2. Exchange-Approved Infrastructure
Trading members must use infrastructure certified by stock exchanges, including servers, co-location facilities, and connectivity tools. Exchanges monitor and audit the systems regularly for compliance and performance.
3. Risk Controls and Checks
SEBI mandates a series of risk control mechanisms that must be built into algorithmic systems. These include:
Price and quantity limits
Order value checks
Fat-finger error prevention
Order throttling (order-to-trade ratio limits)
Circuit breakers and kill switches
Such controls are designed to minimise potential disruptions caused by faulty algorithms or operator errors.
4. Co-location Regulations
Co-location facilities — where traders place servers close to the exchange for faster execution — must be accessed fairly.
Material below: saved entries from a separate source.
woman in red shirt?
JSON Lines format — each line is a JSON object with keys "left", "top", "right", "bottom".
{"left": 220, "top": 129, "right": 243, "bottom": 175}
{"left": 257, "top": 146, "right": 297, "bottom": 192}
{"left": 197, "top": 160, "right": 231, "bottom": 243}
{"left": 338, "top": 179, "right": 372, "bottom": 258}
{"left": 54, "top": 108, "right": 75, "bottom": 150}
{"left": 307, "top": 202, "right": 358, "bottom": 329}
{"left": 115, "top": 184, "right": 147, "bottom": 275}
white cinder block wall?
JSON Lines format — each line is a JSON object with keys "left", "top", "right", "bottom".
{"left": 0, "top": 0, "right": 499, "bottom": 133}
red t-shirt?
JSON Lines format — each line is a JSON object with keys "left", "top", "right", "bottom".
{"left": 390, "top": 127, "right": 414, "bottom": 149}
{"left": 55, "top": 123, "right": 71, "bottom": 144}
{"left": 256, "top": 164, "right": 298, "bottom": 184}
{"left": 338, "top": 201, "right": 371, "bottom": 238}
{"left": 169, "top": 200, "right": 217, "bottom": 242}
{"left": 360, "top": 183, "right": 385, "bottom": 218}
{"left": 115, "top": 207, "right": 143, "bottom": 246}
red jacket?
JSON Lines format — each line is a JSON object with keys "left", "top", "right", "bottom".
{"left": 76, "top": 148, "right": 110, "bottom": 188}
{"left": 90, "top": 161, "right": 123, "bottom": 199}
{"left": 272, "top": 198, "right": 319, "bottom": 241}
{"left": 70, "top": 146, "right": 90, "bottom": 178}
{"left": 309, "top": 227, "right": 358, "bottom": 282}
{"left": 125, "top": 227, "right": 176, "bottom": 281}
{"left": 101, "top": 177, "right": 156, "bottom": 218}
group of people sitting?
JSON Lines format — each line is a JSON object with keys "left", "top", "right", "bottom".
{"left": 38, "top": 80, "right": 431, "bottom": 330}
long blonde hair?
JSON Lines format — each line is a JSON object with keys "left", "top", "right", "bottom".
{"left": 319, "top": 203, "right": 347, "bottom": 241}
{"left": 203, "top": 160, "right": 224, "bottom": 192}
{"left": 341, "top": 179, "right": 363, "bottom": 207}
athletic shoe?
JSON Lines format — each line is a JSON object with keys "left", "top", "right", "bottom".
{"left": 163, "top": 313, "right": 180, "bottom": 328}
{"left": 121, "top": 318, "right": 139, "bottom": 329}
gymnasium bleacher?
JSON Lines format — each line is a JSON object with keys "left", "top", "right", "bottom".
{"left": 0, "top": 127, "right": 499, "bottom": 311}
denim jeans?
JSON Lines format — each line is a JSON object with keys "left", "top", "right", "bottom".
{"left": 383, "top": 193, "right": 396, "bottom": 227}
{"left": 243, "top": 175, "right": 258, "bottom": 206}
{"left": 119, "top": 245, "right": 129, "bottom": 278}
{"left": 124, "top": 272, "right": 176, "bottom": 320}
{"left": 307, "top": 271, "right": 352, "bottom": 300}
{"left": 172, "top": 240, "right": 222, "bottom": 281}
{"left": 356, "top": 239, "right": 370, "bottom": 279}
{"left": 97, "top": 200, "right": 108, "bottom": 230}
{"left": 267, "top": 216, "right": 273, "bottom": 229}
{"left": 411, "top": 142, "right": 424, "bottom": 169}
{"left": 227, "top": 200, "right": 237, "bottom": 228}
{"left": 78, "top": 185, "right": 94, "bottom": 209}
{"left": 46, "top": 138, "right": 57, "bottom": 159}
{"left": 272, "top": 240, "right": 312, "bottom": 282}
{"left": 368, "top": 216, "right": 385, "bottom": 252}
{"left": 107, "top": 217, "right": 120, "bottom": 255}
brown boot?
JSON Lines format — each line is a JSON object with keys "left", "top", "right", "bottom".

SEBI ensures that all participants get equal access, and no unfair latency advantage is granted.
5. Unique Algo IDs and Audit Trails
Each algorithm must carry a unique identifier. Exchanges track these IDs for all orders placed, allowing authorities to audit activities in case of unusual trading patterns or complaints.
6. Order-to-Trade Ratio (OTR)
SEBI regulates the maximum permissible OTR to prevent traders from flooding the market with unexecuted orders. Excessive cancellation of orders is considered disruptive and may attract penalties.
7. Periodic Audits and Reporting
Brokers using algorithmic trading must undergo periodic audits by certified professionals. Detailed logs, strategy documentation, and system architecture must be maintained for review.